Private equity is involved, while the employees, shareholders and customers are committed. In a bacon-and-egg breakfast, the chicken is involved, but the pig is committed.

A problem, if you want to call it that, is that you can’t outlaw the practice of investment. Investment is an important, beneficial practice. It keeps as much money as possible in the economy being used, in a similar way that banks using deposits to give people loans does. You also can’t criminalize profit motivation.

So, in the free market, what laws can you make that prevent these crimes? And the answer is… shockingly little. All you can effectively enforce is; “Did this company provide accurate information about its dealings”? That is, you make these actions more difficult by relying on a certain degree of transparency. They can ruin you as much as they like so much as they’re honest about it.

The unfortunate side effect of this is that, as I said before, it means financial laws can only exist to protect investors, in most cases. We can only meaningly enforce availability of information, but that only matters to people who have the power to act on that information.
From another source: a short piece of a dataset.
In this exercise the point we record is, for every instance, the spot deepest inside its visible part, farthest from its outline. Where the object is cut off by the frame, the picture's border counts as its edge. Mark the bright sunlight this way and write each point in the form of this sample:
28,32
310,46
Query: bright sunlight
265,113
For the employees of Dick Smith and Toys R Us, for the customers of Valeant medication, the knowledge of what was happening would do them as good as knowing a meteor was going to hit the Earth in a month. And even then, that information doesn’t need to be broadcast to them. It might mean having to drive out to an observatory and checking their bulletin board.

When we do see criminal prosecutions happen, it’s almost always because someone was caught lying to move money about and pay the bills, and they ran out of money, which is what Martin Shkreli actuallywas arrested for. In all these other cases that you see on the news, where you see a company destroyed, or bankrupted… odds are high someone knew exactly what they were doing, and did it well.

And they have made more money for doing it then you, or your children, or your children’s children, will all cumulatively see in your lifetimes.